Updated: Jul 23
Plant family: Lamiaceae
— Texas native, perennial, medicinal, low-maintenance —
Skullcap in the Garden Ecosystem
This beautiful mint-family plant with fuzzy gray leaves pops up in the fall, thrives through the winter months, and shoots up tall purple flower spikes in the spring that attract pollinators and hummingbirds. It grows well in shade or partial shade and makes a great ground cover, spreading in dense clumps by underground fleshy roots. The plants will go dormant through the heat of the summer but emerge again in the fall once temperatures cool down.
Working with Skullcap
As a nervine herb, heartleaf skullcap is known to support the nervous system and help alleviate stress and anxiety.
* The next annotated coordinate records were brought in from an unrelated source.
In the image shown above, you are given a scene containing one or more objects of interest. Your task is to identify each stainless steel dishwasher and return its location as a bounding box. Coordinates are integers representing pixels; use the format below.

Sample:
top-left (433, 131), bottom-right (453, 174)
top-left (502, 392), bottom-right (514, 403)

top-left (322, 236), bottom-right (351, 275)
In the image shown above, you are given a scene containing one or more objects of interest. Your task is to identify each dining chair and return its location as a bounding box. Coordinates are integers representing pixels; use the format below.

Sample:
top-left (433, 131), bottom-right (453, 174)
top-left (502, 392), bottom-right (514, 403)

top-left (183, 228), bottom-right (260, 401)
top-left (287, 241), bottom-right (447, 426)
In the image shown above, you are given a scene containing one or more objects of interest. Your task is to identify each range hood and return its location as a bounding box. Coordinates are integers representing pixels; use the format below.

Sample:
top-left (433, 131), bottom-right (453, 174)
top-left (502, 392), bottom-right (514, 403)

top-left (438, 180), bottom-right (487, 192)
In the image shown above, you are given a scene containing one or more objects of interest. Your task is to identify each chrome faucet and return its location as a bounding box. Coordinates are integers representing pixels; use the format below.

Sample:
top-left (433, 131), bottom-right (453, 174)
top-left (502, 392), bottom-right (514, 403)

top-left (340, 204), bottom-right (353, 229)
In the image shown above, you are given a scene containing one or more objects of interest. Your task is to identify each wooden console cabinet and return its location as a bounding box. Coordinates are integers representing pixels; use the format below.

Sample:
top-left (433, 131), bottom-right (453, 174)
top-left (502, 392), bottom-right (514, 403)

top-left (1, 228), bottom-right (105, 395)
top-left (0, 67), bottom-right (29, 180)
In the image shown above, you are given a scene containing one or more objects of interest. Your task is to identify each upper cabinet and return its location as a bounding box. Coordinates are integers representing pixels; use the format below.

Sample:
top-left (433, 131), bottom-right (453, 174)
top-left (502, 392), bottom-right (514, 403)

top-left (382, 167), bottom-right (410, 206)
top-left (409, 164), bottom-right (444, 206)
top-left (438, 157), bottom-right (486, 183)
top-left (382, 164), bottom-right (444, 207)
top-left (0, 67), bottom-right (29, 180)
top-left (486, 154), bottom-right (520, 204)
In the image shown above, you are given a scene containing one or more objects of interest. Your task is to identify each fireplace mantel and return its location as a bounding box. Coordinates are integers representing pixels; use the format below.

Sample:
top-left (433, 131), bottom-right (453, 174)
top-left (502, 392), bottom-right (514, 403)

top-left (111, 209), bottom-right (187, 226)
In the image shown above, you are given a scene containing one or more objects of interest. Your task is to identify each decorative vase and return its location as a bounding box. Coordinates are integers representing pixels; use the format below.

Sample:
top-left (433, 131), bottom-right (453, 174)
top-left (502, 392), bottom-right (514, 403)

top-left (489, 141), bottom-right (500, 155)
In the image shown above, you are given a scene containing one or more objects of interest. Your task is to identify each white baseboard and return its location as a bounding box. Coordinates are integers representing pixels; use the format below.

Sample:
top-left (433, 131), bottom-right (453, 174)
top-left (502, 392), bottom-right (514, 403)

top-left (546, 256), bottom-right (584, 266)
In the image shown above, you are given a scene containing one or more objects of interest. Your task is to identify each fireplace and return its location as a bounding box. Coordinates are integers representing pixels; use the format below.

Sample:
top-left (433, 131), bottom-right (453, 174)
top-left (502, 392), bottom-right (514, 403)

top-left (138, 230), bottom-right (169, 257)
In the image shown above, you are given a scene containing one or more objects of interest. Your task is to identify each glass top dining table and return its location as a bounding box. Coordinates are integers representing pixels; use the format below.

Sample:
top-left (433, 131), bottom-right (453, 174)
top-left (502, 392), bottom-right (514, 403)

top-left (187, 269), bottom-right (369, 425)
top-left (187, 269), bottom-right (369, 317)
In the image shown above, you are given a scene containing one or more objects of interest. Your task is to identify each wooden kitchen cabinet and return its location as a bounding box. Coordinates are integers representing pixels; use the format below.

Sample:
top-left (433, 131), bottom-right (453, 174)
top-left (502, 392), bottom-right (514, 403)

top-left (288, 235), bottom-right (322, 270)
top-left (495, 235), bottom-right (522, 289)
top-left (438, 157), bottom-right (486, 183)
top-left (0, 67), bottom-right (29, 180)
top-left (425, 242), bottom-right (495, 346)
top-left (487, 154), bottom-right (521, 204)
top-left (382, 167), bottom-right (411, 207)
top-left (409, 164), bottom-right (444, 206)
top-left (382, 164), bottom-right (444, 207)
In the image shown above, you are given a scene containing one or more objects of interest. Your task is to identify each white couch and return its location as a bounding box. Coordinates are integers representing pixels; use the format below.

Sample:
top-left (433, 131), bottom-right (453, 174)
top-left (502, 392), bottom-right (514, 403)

It is also a bitter antispasmodic known to ease nervous tension and help with overactive mind chatter, hysterical states, insomnia, and migraines. The skullcap most commonly used in teas and tinctures sold commercially is Scutterlaria lateriflora, but some Texas herbalists work with this native variety, Scutellaria ovata.
These statements are for educational purposes only. They have not been evaluated by the Food and Drug Administration and are not intended to diagnose, treat, cure or prevent any disease. Consult a licensed health care professional before consuming a new plant -- especially if you are pregnant or have pre-existing medical conditions.